Passion Maps is a lyrical cartography of historical and biographical
experiences, of the poet's lived and imagined mappings. The poems in
this collection chart a world itinerary of stopping places, or
stassis--a transliterated Greek word for a stop or a pause--that
transport the reader from locations of childhood memory to pauses of
lost love, and lost life, through landscapes as disparate as Vietnam,
Greece, New Jersey, and the Balkans.
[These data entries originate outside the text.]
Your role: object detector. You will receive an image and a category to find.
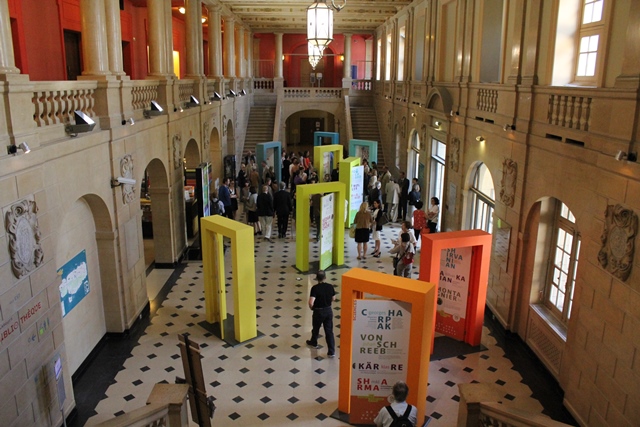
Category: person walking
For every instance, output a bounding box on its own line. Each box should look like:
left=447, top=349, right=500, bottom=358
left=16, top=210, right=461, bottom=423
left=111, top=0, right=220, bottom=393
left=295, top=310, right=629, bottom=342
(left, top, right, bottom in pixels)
left=373, top=381, right=418, bottom=427
left=273, top=181, right=293, bottom=239
left=353, top=202, right=371, bottom=259
left=257, top=185, right=275, bottom=242
left=307, top=270, right=336, bottom=357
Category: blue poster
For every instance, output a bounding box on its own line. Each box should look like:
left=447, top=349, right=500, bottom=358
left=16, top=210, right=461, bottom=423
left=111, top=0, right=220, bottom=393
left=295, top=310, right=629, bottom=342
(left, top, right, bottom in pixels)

As poet and critic Joseph Powell
described Kalfopoulou's first collection, Wild Greens, "the best of
these poems make beauty ache", a phrase used by Frost to describe Yeats'
poetry; of this new collection Powell notes a range of "different types
of utterance, of poems ambitious and experimental in a volume that is
tough, tender and honest throughout."
As Passion Maps suggests, these are poems of experiences that have
mapped, as much as experiences that have become maps; there are the
inevitable first cartographies of family: a father "stoic/ in brutal
combat", a mother who "would have preferred to sing her words" that
expand into the broader mappings of "bygone lives, /" and "the lyric
ruin of cities", an America of "New World opportunity" and an old world
of "whole towns/now erased by the grass." In his review of Wild Greens
in the Crab Orchard Review, Jon Tribble describes the "bitter and the
sweet" of poems that "test our palates" and "remind us that the bread
and meat and fruits and greens of life come with many flavors and at a
cost that is as dear as it is worthwhile." The same could be said of
Kalfopoulou's second collection though here we have the voice of a poet
who has broadened her style to include more of the world.